Ce projet immobilier situé au 262 rue Centrale à Memramcook prévoit la construction sur 5 à 10 ans de plusieurs édifices, selon la conseillère municipale, Mariane Cullen.
Le promoteur immobilier souhaite y implanter progressivement un bâtiment de huit logements pour les 50 ans et plus, un autre de 12 appartements, des maisons en rangée de quatre appartements et des duplex.
Pour que le projet aille de l’avant, le conseil municipal doit encore autoriser un changement de zonage du secteur, mais plusieurs résidents de la municipalité s’y opposent.
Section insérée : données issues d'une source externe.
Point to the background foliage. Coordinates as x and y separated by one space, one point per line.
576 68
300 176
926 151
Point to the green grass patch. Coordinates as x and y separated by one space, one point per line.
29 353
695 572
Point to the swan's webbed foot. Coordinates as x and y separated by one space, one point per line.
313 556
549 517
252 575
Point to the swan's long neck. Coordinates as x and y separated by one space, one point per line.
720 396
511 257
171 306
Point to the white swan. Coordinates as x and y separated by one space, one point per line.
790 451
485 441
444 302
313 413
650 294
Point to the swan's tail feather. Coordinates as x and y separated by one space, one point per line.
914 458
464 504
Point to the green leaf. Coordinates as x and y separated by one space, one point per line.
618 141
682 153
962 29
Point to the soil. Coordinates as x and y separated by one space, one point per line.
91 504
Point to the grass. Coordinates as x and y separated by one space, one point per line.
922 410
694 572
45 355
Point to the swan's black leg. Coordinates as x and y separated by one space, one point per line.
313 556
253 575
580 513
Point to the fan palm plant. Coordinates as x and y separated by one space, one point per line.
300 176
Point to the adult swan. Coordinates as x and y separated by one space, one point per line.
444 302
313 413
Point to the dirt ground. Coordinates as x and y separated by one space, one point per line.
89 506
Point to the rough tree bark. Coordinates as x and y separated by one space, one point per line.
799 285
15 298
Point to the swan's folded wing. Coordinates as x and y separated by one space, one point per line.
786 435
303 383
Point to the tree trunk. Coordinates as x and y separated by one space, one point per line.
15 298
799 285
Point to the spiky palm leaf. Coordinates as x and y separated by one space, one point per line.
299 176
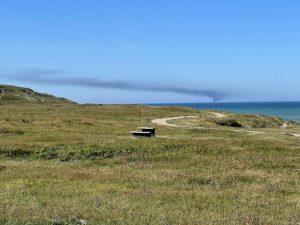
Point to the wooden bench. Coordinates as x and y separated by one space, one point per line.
141 133
148 129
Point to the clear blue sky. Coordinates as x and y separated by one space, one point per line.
250 49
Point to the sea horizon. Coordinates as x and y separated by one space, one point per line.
287 110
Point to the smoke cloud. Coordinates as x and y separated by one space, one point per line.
47 77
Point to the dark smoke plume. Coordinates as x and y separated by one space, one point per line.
43 77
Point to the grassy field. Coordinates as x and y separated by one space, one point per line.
63 163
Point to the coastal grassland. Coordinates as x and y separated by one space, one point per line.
64 163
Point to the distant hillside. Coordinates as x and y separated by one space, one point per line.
10 94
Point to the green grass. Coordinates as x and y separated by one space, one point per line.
66 164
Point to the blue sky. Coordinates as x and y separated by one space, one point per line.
248 50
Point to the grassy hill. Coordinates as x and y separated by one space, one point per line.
9 94
63 164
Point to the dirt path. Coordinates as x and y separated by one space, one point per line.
164 122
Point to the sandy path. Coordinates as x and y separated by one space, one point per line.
164 122
218 115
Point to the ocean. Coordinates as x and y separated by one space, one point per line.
285 110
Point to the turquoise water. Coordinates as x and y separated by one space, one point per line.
285 110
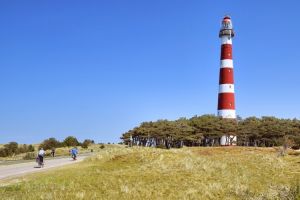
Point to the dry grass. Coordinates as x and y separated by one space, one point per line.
63 151
146 173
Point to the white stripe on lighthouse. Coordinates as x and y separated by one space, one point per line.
228 63
227 113
226 88
226 40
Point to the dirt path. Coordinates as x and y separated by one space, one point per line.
31 167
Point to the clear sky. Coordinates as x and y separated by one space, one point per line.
95 69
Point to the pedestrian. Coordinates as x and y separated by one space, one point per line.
53 152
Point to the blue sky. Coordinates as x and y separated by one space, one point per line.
95 69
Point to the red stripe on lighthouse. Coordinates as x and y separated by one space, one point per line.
226 76
226 51
226 101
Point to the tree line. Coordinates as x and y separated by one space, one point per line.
13 148
206 130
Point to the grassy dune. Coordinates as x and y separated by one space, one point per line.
146 173
62 151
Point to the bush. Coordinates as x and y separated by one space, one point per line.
30 148
70 141
12 148
29 156
86 143
50 143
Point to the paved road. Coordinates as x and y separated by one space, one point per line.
31 167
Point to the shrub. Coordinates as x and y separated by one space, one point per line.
50 143
70 141
29 156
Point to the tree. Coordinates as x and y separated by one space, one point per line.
70 141
50 143
86 143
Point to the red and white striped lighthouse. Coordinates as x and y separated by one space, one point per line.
226 104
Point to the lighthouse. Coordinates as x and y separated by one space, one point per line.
226 103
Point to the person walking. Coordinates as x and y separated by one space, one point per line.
74 153
41 155
53 152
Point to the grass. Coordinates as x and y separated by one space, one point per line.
147 173
63 151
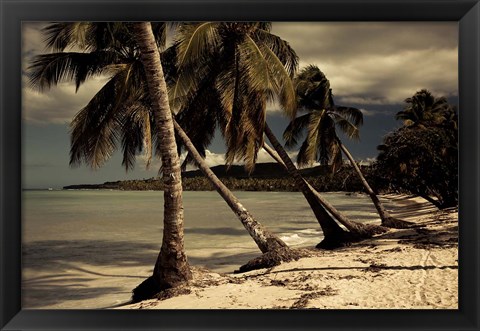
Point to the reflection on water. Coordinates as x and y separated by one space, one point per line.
88 249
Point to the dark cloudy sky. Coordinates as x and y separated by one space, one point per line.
371 66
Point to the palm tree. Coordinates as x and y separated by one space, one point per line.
423 109
321 122
171 268
122 111
228 71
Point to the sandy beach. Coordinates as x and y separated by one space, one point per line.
402 269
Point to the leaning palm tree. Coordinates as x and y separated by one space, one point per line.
121 112
227 73
321 122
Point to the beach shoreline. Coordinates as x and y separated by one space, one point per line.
402 269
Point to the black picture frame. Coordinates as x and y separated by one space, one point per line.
13 12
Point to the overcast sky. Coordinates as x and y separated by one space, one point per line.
371 66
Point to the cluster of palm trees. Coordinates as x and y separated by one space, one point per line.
422 156
160 101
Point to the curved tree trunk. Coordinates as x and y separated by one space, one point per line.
387 219
265 240
171 268
334 235
360 231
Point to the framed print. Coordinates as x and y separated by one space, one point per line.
239 165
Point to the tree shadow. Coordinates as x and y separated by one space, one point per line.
52 254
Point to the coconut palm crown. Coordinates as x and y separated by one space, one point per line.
424 109
120 113
322 118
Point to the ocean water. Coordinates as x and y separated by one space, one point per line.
88 249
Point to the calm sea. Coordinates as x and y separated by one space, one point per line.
88 249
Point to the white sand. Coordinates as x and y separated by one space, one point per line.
412 268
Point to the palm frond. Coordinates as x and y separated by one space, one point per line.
96 128
351 114
281 48
294 130
61 35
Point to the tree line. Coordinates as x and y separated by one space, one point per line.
161 101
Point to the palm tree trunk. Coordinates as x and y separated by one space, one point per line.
171 268
357 229
387 219
265 240
334 235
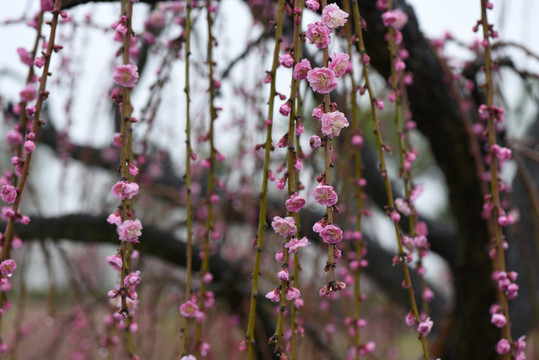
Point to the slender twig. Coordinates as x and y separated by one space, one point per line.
249 337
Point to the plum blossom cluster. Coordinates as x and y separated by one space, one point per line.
190 308
323 80
286 227
21 140
493 207
128 227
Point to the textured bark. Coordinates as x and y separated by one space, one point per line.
436 111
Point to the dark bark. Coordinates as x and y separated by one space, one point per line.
436 111
435 107
165 246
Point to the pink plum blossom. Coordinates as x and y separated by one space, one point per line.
313 5
409 319
498 320
395 18
273 295
301 69
357 140
318 112
315 142
28 93
115 261
115 219
189 309
503 346
130 230
333 122
285 227
294 244
285 109
286 60
339 63
424 327
25 56
125 190
325 195
125 75
331 234
292 293
7 267
322 80
295 203
318 34
333 17
39 62
14 137
402 206
9 194
132 280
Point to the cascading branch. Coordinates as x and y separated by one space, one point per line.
323 80
128 226
23 138
416 240
493 210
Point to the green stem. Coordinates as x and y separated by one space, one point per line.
249 337
359 194
211 176
42 96
188 152
385 176
499 260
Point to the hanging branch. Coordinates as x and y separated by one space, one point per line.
249 341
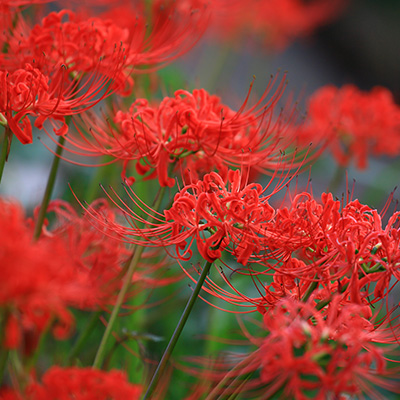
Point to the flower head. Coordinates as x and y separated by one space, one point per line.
190 130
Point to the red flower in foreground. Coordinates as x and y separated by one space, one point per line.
219 215
68 63
310 354
78 384
353 124
192 130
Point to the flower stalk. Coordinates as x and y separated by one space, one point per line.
178 330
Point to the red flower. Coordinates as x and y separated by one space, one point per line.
38 281
69 63
194 129
310 354
353 124
220 215
277 22
100 252
79 384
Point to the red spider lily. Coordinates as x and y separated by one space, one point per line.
78 383
277 22
354 124
100 252
326 243
27 92
192 128
71 63
220 215
38 283
310 354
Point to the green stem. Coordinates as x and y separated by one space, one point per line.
178 330
98 361
3 351
137 253
336 179
216 392
49 189
83 337
5 150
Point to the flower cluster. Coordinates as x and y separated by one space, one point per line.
191 131
310 354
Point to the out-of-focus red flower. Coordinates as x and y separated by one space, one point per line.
195 131
38 281
353 124
70 62
310 354
101 253
276 22
79 384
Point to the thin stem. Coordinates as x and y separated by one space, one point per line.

Conrad LeBlanc a lancé il y a trois jours une pétition en ligne contre le rezonage et le projet immobilier. Depuis, plus de 550 personnes l’ont signé.
Il est l’un des deux agriculteurs qui ont des exploitations situées à proximité du projet. L’homme croit que le projet a été adopté en première et deuxième lecture trop rapidement. Il estime qu’il reste des questions encore en suspens.

Conrad LeBlanc est l'instigateur de la pétition en ligne contre le projet immobilier qui a récolté plus de 500 signatures en trois jours.
Photo : Radio-Canada / Nouemsi Njiké
L’agriculteur a des inquiétudes concernant les égouts et l’eau. Conrad LeBlanc souligne que l’été passé, la municipalité a souffert de la sécheresse.
La conseillère Mariane Cullen reconnaît qu’il manque encore des réponses de notre ingénieur. Les inquiétudes, entre autres, c’est les quantités d’eau dans les puits municipaux, est-ce qu’on va pouvoir subvenir aux besoins et la capacité de nos infrastructures au niveau des égouts, explique-t-elle.
Ça touche un nerf à l’identité collective
Justin Gaudet, dont l’exploitation se situe également à proximité du projet, exprime lui aussi des craintes.
Selon lui, ce développement ne correspond pas à l’identité de la communauté.
Ce développement qui se passe dans un milieu rural agricole, ça touche un nerf à l’identité collective qu’on a dans notre communauté comme citoyen d’un village.
Beaucoup de gens à qui on a parlé depuis la dernière rencontre, pour eux, vivre ici à Memramcook, c’est pour être un villageois dans un village, dans une communauté rurale, explique-t-il.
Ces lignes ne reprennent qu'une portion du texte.